Estamos en la Barcelona de 1947. Miquel Mascarell, el último policía de la Barcelona republicana, abandona la cárcel tras librarse de la pena de muerte y de haber sufrido las penas del Valle de los Caídos. A su regreso recibe un misterioso sobre con una fotografía, dinero y una dirección que su instinto de policía no puede rechazar. Así arranca "Siete días de julio", la novela de Jordi Sierra i Fabra que este fin de semana llega a los lectores de LA NUEVA ESPAÑA por 5,95 euros más el periódico del día.

- ¿Tiene alguna fórmula para que los lectores no quieran soltar su libro?

-Siempre he escrito desde la honestidad, la claridad, con un estilo directo, rápido, basado en los diálogos y sin rollos superfluos. Cuento una historia y punto. Dicen que los libros de la serie Mascarell son adictivos, y algo de verdad habrá en eso. En estos años cientos de personas que han leído cualquiera de ellos, se han enganchado y luego han comenzado desde el primero para ir en orden, aunque cada novela sea un caso policiaco. Pero leídos seguidos ves la evolución de los personajes. Es maravilloso que los hayan hecho suyos. La gente me para por la calle y me pregunta cosas de Patro, como si fuera real, y me dicen que no quieren que les pase nada malo. Me suplican que no mate a Mascarell. Bueno, lo que le sucedió a Conan Doyle con Sherlock Holmes. Él lo mató y tuvo que resucitarlo.

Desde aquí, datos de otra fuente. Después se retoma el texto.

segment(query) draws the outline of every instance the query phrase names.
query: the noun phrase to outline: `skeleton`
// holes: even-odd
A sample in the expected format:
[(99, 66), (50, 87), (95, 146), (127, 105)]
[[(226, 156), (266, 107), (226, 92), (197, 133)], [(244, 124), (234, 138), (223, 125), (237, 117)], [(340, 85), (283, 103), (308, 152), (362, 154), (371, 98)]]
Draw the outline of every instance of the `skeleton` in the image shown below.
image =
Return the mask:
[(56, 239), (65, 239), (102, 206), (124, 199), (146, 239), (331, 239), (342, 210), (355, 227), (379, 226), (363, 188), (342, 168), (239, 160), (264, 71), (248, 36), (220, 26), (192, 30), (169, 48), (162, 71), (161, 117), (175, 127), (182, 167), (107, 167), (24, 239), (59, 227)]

- ¿El estraperlo era el refugio de los pobres y las grandes riquezas se las repartían los vencedores?

-Muchos nuevos ricos y muchas de las fortunas de hoy, se gestaron con el estraperlo de entonces (una antesala de la corrupción de hoy, en la que siempre se ha movido la derecha más rancia, como si España fuese su finca particular, algo, por otra parte, propio de regímenes dictatoriales). Si un litro de aceite costaba 2 pesetas (y escaseaba) en reventa se pagaban hasta 30 pesetas... que sólo podían pagar los pudientes, claro. Por eso en el primer nuevo caso de Mascarell, aunque ya no es inspector y ha de ir con cuidado, lo enfrento con el estraperlo, porque fue la primera seña de identidad social en la posguerra.

- ¿Hay esperanza en su novela?

-En mis libros siempre hay esperanza, pero es difícil encajarla en la serie Mascarell. Lo que hay es mucha resignación. Hoy sabemos que Franco murió en el 75, pero en 1947... Como mucho había sueños. Esperanzas, pocas. La escena en la que Miquel es abofeteado en la comisaría de policía por el nuevo comisario es de las más duras que he escrito. Simple, pero dura. Mi héroe, mi personaje, un hombre de 63 años en ese momento, golpeado con el desprecio de los vencedores. El arranque de la novela, con ese tren entrando despacio en la estación... también es muy simbólico. Creo que la esperanza se resume en el reencuentro de Miquel y Patro y la necesidad de compartir algo por encima del miedo y la frustración.

- ¿Sus novelas son de grises (al margen de los uniformes) más que de blancos y negros?

-Mis novelas parten de mis cinco principios básicos, es decir, las cinco palabras que marcan mi código ético: paz, amor, respeto, honradez y esperanza. Si he llegado a ser un referente en las escuelas de España y Latinoamérica, lectura casi obligada para los pobres alumnos, es porque soy un autor realista, que escribe sin tapujos, sin falsas moralinas, sin dogmatismos. Hago novelas, y si hablas del mundo de hoy, el real, es muy duro. El mundo, en efecto, no es blanco ni negro: es gris en toda su gama. Yo sólo soy un novelista, pero algo tendré para llevar 50 años gustando a todo tipo de gente, jóvenes y adultos, y escribiendo de todos géneros.

- ¿Qué le costó más trabajo en esta novela?

-Como siempre, la documentación. Hay muchos recuerdos personales de mi amigo y mentor, Francisco González Ledesma. Hasta su muerte, fue mi "garganta profunda" en las novelas de Mascarell. Son tan reales por él y su prodigiosa memoria. Era un placer sentarnos a charlar y tomar notas de cuanto me decía. Luego el mayor trabajo fue enfrentar a Miquel con su nueva realidad. En "Cuatro días de enero" aún es inspector. En "Siete días de julio" ya no. Llega a una Barcelona desconocida, está solo, no tiene a nadie, va a su casa y está habitada por extraños. Meterme en la piel de alguien así fue lo más duro. Luego, en los siguientes libros, ya estaba habituado, pero en "Siete días de julio" fue tremendo. Un trabajo de interiorización muy fuerte. Pero bueno, para eso es uno escritor. Un actor hace un papel y le dan un "Goya", o un "Oscar". El escritor ha de sentir todos los personajes a la vez. Es un director de orquesta buscando que todos suenen afinados.

- ¿Hay algo del autor en Mascarell?

-Decían que Carvalho tenía algo de Vázquez Montalbán, y que Méndez tenía algo de González Ledesma. Ahora también se dice que Mascarell es un referente y el heredero de ellos, así que imagino que sí, aunque sea sin pretenderlo: algo habrá mío. Quizá mi ética, mi sentido de la justicia, mi forma de entender la vida, la necesidad de compartir, dar, no ser egoísta... Si Miquel Mascarell viviera hoy, seguro que también tendría una Fundación para ayudar a los demás, como yo.